Here's some working Java code that does this:
static void mergeInPlace(int S[], int SLength, int u[])
{
int iS = SLength-1, iu = u.length-1;
for (int j = SLength + u.length - 1; j >= 0; j--)
if (iS >= 0 && (iu < 0 || S[iS] >= u[iu]))
S[j] = S[iS--];
else
S[j] = u[iu--];
}
public static void main(String[] args)
{
int[] S = {1,5,9,13,22, 0,0,0,0}; // 4 additional spots reserved here
int[] u = {0,10,11,15};
mergeInPlace(S, 5, u);
// prints [0, 1, 5, 9, 10, 11, 13, 15, 22]
System.out.println(Arrays.toString(S));
}
To reduce the number of comparisons, we can also use binary search (although the time complexity would remain the same - this can be useful when comparisons are expensive).
// returns the first element in S before SLength greater than value,
// or returns SLength if no such element exists
static int binarySearch(int S[], int SLength, int value) { ... }
static void mergeInPlaceBinarySearch(int S[], int SLength, int u[])
{
int iS = SLength-1;
int iNew = SLength + u.length - 1;
for (int iu = u.length-1; iu >= 0; iu--)
{
if (iS >= 0)
{
int index = binarySearch(S, iS+1, u[iu]);
for ( ; iS >= index; iS--)
S[iNew--] = S[iS];
}
S[iNew--] = u[iu];
}
// assert (iS != iNew)
for ( ; iS >= 0; iS--)
S[iNew--] = S[iS];
}
If S
doesn't have to be an array
The above assumes that S
has to be an array. If it doesn't, something like a binary search tree might be better, depending on how large u
and S
are.
The running time would be O(|u| log |S|)
- just substitute some values to see which is better.
Upvotes: 3
Reputation: 13259
Say we have a big sorted list of size n
and a little sorted list of size k
.
Binary search, starting from the end (position n-1
, n-2
, n-4
, &c) for the insertion point for the largest element of the smaller list.
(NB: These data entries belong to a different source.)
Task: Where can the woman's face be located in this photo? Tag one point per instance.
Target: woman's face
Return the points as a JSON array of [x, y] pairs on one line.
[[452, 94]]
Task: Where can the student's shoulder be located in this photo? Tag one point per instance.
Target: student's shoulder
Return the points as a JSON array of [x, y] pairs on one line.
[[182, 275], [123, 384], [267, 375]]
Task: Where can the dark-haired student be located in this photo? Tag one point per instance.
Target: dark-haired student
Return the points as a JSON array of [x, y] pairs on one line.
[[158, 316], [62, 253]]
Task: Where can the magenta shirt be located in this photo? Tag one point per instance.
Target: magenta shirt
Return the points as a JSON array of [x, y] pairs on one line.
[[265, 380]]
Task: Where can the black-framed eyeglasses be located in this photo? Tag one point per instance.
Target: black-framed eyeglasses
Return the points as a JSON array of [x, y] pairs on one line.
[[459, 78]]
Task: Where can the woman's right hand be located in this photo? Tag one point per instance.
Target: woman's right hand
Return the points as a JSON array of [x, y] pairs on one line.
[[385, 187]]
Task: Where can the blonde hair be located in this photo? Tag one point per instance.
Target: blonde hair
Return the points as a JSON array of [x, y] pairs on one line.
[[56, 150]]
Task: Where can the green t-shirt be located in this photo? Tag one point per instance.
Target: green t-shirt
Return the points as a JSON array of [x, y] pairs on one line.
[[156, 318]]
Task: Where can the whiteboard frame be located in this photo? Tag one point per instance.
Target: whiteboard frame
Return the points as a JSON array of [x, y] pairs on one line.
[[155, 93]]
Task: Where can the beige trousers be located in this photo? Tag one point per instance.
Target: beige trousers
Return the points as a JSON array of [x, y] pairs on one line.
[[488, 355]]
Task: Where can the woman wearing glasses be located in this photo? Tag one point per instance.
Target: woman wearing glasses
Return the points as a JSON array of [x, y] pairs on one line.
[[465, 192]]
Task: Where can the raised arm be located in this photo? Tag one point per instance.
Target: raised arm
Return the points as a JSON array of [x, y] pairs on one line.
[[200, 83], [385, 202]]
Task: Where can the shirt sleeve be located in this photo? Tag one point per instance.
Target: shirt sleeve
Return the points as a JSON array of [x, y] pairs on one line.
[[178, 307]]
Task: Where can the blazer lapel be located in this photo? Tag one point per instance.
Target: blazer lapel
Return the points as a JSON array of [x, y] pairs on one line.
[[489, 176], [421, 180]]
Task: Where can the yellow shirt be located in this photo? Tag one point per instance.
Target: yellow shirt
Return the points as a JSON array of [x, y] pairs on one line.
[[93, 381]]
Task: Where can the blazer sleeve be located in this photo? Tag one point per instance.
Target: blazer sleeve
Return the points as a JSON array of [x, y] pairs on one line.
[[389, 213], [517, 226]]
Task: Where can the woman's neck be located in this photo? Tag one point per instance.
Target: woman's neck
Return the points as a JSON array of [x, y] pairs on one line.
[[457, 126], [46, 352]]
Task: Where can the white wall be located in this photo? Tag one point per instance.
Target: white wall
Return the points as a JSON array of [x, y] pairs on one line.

Shift the tail end of the larger list k
elements to the right, insert the largest element of the smaller list, then repeat.
So if we have the lists [1,2,4,5,6,8,9]
and [3,7]
, we will do:
[1,2,4,5,6, , ,8,9]
[1,2,4,5,6, ,7,8,9]
[1,2, ,4,5,6,7,8,9]
[1,2,3,4,5,6,7,8,9]
But I would advise you to benchmark just concatenating the lists and sorting the whole thing before resorting to interesting merge procedures.
Upvotes: 0
Reputation:
So if the size of S is much more than the size of u, isn't what you want simply an efficient sort for a mostly sorted array? Traditionally this would be insertion sort. But you will only know the real answer by experimentation and measurement - try different algorithms and pick the best one. Without actually running your code (and perhaps more importantly, with your data), you cannot reliably predict performance, even with something as well studied as sorting algorithms.
Upvotes: 0
Reputation: 320481
If you really really have to use a literal array for S
at all times, then the best approach would be to individually insert the new elements into the already sorted S
. I.e. basically use the classic insertion sort technique for each element in each new batch. This will be expensive in a sense that insertion into an array is expensive (you have to move the elements), but that's the price of having to use an array for S
.
Upvotes: 0